Dal punto di vista della diplomazia dei vaccini, invece, una situazione non emergenziale potrebbe consentire a Nuova Delhi di esportare i preparati anti-Covid con più facilità e di espandere la propria influenza geopolitica a discapito dei rivali tradizionali. In questo ambito la competizione è comunque serrata e la Cina e la Russia potrebbero dare molto filo da torcere all’India.
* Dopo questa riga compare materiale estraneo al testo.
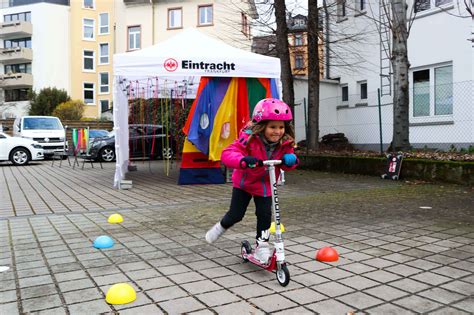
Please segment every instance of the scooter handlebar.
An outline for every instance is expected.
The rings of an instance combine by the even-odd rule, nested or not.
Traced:
[[[258,166],[264,166],[264,165],[278,165],[281,164],[281,160],[265,160],[265,161],[258,161]]]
Il miglioramento della situazione complessiva non dovrebbe comunque indurre ad un abbassamento eccessivo della guardia. Sullo sfondo permane il rischio di re-infezione dei pazienti guariti da parte di alcune varianti, in particolare quella brasiliana e sudafricana e da possibili nuove forme mutate del Covid-19 che potrebbero comparire nel prossimo futuro. Il discorso, in questo ambito, è ovviamente sfumato dato che anche la variante brasiliana e quella sudafricana non reinfettano ogni paziente guarito ma l’India, come il resto del mondo, potrà dire di aver voltato pagina unicamente quando il virus SARS-CoV-2 sarà sotto controllo in tutto il mondo.